A research assistant typically works under the supervision of a more advanced colleague to support the process of collecting and analyzing data. In some cases, these supporting employees will participate in the design, implementation, and evaluation of investigative procedures. Such positions may at times involve searching for background information, performing clerical tasks, cleaning laboratory equipment, setting up experiment stations, and conducting interviews. Research assistants can work in various settings, including academic institutions, nonprofit agencies, and for-profit corporations.
Universities and other academic institutions may hire graduate and undergraduate students to assist with numerous aspects of research programs. Students typically are compensated by earning course credits, tuition waivers, stipends, or direct salaries. Some positions are unpaid, offering opportunity and experience as the primary benefit of being a research assistant. Close working relationships with respected scholars are often highly valued in academic institutions.
Performing simple clerical tasks and basic laboratory preparation might offer an assistant several occasions to observe and learn from a more experienced researcher. An assistant professor or research associate who takes leadership of a portion of a research project may set up the actual design of the experiment. In the social sciences, a clinical research assistant may conduct interviews or guide simulations with test subjects. Laboratory assistants may wash glassware and set up electronic equipment according to protocol. Activities like these can all take place in various forms in a single large nonprofit agency such as a health care organization.
Some corporations hire graduates with backgrounds in chemistry, biology, and general science to aid in the development of new products or services. Firms with interests in engineering, information technology (IT), and innovative design will often operate research and development facilities. These facilities may employ the services of a research assistant for public communication, storage and organization of records, product testing, and general maintenance tasks.
Across all settings, there are times when highly specialized tasks are called for. At other times, the duties required may fall into certain categories. In the area of communication, a research assistant may edit protocols and documentation, obtain consent forms, design questionnaires, contact participants, write press releases, prepare summaries of initial findings, and make oral presentations to interested groups.
Another category of tasks includes data management.
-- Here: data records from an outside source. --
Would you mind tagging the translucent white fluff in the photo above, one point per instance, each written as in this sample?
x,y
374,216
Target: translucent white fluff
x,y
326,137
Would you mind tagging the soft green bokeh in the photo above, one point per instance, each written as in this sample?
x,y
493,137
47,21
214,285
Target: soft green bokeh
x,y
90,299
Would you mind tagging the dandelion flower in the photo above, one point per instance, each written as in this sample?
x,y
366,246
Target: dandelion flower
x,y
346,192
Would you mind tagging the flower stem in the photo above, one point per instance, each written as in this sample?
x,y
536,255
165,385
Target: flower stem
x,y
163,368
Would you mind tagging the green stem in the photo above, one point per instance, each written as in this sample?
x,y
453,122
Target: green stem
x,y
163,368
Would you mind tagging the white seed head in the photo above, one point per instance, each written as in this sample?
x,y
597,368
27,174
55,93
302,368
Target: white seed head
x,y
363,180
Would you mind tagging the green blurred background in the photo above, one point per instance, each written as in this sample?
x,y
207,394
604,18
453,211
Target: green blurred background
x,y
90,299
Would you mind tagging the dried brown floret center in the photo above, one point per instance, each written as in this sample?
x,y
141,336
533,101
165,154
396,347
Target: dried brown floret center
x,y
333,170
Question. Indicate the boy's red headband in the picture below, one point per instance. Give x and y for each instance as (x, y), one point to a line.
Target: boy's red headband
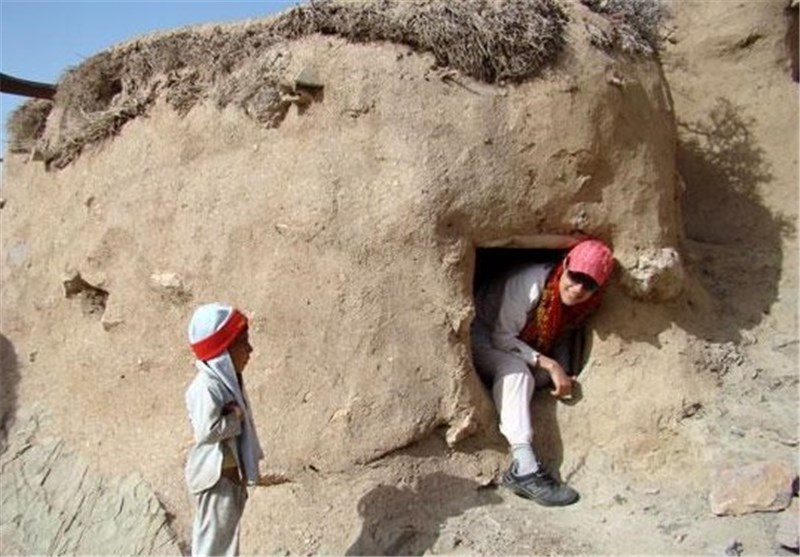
(219, 341)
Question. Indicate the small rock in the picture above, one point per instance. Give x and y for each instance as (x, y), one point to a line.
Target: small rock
(309, 79)
(166, 280)
(171, 287)
(734, 548)
(764, 486)
(788, 534)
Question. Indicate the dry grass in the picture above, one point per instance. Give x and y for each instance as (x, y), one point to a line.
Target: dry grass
(27, 123)
(638, 28)
(489, 40)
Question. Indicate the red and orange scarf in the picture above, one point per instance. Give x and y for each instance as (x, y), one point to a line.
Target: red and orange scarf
(549, 318)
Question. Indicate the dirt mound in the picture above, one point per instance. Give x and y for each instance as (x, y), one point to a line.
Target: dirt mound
(349, 233)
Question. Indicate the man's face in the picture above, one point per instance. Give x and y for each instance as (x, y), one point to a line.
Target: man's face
(240, 351)
(575, 288)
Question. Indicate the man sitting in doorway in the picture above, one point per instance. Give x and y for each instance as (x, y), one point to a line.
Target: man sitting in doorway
(519, 317)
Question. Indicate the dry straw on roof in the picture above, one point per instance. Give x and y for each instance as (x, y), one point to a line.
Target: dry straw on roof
(490, 40)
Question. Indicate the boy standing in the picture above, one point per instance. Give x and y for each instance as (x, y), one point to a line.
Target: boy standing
(224, 459)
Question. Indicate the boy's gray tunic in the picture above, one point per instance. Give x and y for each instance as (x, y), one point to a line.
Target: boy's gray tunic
(220, 502)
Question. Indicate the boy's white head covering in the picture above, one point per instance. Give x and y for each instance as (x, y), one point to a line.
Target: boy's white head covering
(212, 330)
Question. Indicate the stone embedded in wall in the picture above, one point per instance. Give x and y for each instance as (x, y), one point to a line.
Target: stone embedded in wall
(657, 275)
(758, 487)
(788, 534)
(54, 502)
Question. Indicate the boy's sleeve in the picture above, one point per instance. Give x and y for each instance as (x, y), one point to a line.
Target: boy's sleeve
(520, 293)
(208, 422)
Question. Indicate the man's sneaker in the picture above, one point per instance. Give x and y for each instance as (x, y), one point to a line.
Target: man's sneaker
(539, 486)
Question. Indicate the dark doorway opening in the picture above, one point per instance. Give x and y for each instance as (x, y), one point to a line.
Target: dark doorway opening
(494, 263)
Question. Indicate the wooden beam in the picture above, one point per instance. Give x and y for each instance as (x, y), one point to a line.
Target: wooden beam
(15, 86)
The subordinate could possibly prepare tables and graphs, create and manipulate databases, code data, and enter data into computer simulations or programs. Research support can sometimes involve various common clerical tasks. A junior associate may make and receive telephone calls, respond to e-mail, prepare copies for distribution, schedule the use of laboratories and equipment, and file information for hard-copy storage.
Certain personal qualities are typically considered valuable in a research assistant. It is often desirable to have the ability to maintain confidentiality and collaborate well while taking direction from others. Computer skills are more frequently in demand. Motivation, close attention to detail, and a strong desire for accuracy are consistently mentioned by potential employers in the research field.